Table 8 Constants of the proposed model obtained from the GLPC fitting

Table 9 shows the results for the gas allocation optimization for different wells of the oil field at different oil flow rates. The Qo/Qg ratio in the table indicates the number of standard barrels of oil produced per injection of every one million cubic feet of the standard gas. As it was expected, in the optimal scenario (the minimum required gas), a higher number of standard barrels of oil can be produced per injection of every one million cubic feet of gas than the worst scenario (the maximum required gas). Figure 7 also shows the surplus oil rate produced in the optimal scenario (the minimum required gas) compared to the worst possible scenario (the maximum required gas). As it can be seen, the closer the targeted oil production rates to the maximum oil production rate in the gas lift process (1937.257 STB/D), the surplus oil producible through the optimization can be reduced. Therefore, it can be suggested that in lower oil production targets, the optimization is more important and generates more extra oil.

Table 9 Gas allocation optimization for wells of the field at different oil flow rates
Fig. 7
figure 7

Surplus oil rate produced in the optimal scenario (the minimum required gas) compared to the worst possible scenario (the maximum required gas)

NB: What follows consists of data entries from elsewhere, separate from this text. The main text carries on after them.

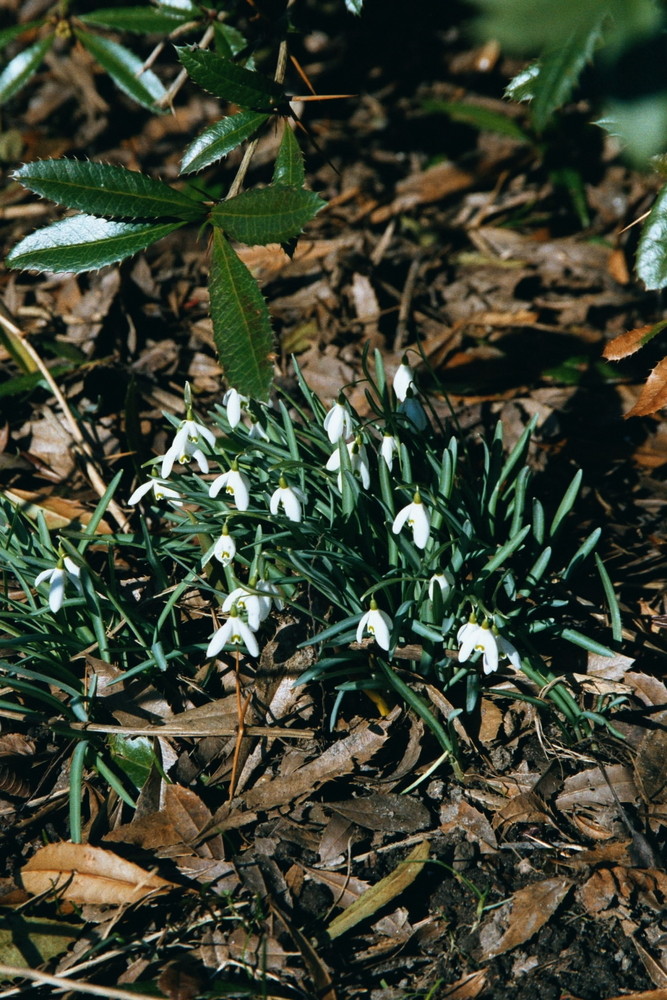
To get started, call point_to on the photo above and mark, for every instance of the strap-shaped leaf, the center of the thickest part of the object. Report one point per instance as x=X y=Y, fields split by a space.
x=142 y=20
x=126 y=70
x=241 y=323
x=218 y=140
x=19 y=70
x=105 y=189
x=84 y=243
x=289 y=169
x=270 y=215
x=652 y=249
x=229 y=82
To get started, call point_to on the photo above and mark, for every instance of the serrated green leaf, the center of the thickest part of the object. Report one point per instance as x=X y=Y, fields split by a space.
x=104 y=189
x=241 y=322
x=229 y=82
x=560 y=68
x=218 y=140
x=142 y=20
x=8 y=35
x=84 y=243
x=126 y=70
x=19 y=70
x=289 y=169
x=652 y=249
x=269 y=215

In addition to the gas lift, the method used in this paper can be used in improving steam allocation management in thermal enhanced oil recovery methods such as SAGD. One of the challenges in these methods is excessive water production which is due to an improper steam injection plan. Thus, for a given volume of steam, steam allocation between wells should be managed in a manner to delay the water breakthrough in producer wells and, as a result, improves sweep efficiency and increases the oil recovery.

Conclusion

  1. 1.

    In the gas lift process modeling, the correlation proposed by Behjoomanesh et al. (2015), despite the high precision, cannot be applied to all wells because firstly, in some wells, convergence requires limiting the variations of constant coefficients, and secondly, the oil production rates in some oil wells are overestimated or underestimated

  2. 2.

    The model proposed in this study, despite the reduction of a constant compared to the model presented by Behjoomanesh et al. (2015), has a higher fitting accuracy and is also free from the limitations of the mentioned model. Reducing a constant coefficient in this model will increase the speed of optimization. Also, the correlation proposed in this study is more accurate than the Hamedi et al. (2011) and Alarcon et al. (2002).correlations.

  3. 3.

    The GA algorithm is highly dependent on population and is trapped in low populations at local optimum points, while the water cycle and PSO algorithms are not so population dependent and have good repeatability.

  4. 4.

    In terms of the convergence rate, the water cycle algorithm has a much better performance than the PSO and GA algorithms. In high populations, the performance of the PSO and GA algorithms is reduced significantly in terms of speed. The PSO algorithm converges to the optimal response faster than the GA algorithm in a smaller population and more rapidly.

  5. 5.

    In optimization problems that aim to produce a predetermined amount of oil, the closer the targeted oil production rates to the maximum oil production rate in the gas lift process, the surplus oil producible through the optimization can be reduced. As a result, in lower oil production targets, the optimization is more important and generates more extra oil.